For the MSM, it’s driven home the fact that its efforts since 2015 to politically annihilate the Labour Party have not succeeded. In fact, its own missteps, in the eyes of the voters in No.18 at least, have overshadowed the past foibles of the Labour Party. For the MSM, the need for an alliance has become more acute than ever. If it was planning to wait for others to court it, this by-election is an indication that time is a luxury not on its side. For the MMM, the problem is a little different: its electorate was split between parties such as the PMSD and the MP. Nevertheless, this is the latest in a string of electoral defeats since 2005: its electorate has crumbled, its party fragmented and it’s headed by a 71-year-old leader with no clear successor. And, a result where the MMM candidate lost by nearly 5,000 votes in a constituency like Quatre Bornes, only makes the party’s claim that it plans to go alone in the next election all the more unbelievable (that is, if it was believed in the first place). Both the MMM and the MSM need an alliance. Badly. And the by-election has merely driven home that fact. And that’s bad news for the ML that looks like it will be the sacrificial lamb for the occasion.

The result also signals that the PMSD has not succeeded in positioning itself for a return to the days when it ruled Port Louis and Plaines Wilhems. In fact, it’s worse for the PMSD because its candidate came in fifth (after Jack Bizlall) with less than 10% of the vote, in a constituency that Xavier-Luc Duval represents as leader of the opposition. Not only has its ambition to replace the MMM failed so far; it’s no longer even looking like the big enchilada within Duval’s own constituency, let alone the wider opposition. Now the PMSD will have to go cap in hand to the Labour Party begging for an alliance (there is nowhere else to go now) with the Labour Party having the upper hand. It will have to forget its ambitions of installing Duval as a future prime minister. At least for now.

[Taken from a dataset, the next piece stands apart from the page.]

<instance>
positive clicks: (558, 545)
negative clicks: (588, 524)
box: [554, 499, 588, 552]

For Bhadain, it looks like the end of the road. His moment has passed and now all that remains to be seen is how long it takes for his party to completely disintegrate. The same is the case for Ganoo’s Mouvement Patriotique, with an uninspiring leadership, losing half its strength in parliament and now losing the by-election. If they were hoping a by-election victory would reverse their fortune, it did not turn out that way. But the case of the ‘left’ is more tragic. If it thought that popular disgust with traditional parties would give them some space to expand, they were right. Bizlall beat the PMSD, after all.  Unfortunately, they refused to unite around a common minimum programme and that vote was split too. If the votes of Bizlall and the ReA are taken cumulatively, they, in fact, come in second by beating out even the MMM! Just imagine how much pull that would have given the ‘left’ and the unions in future negotiations. But, true to form, they remained squabbling and split their own vote too. So Bizlall has to make do with fourth place.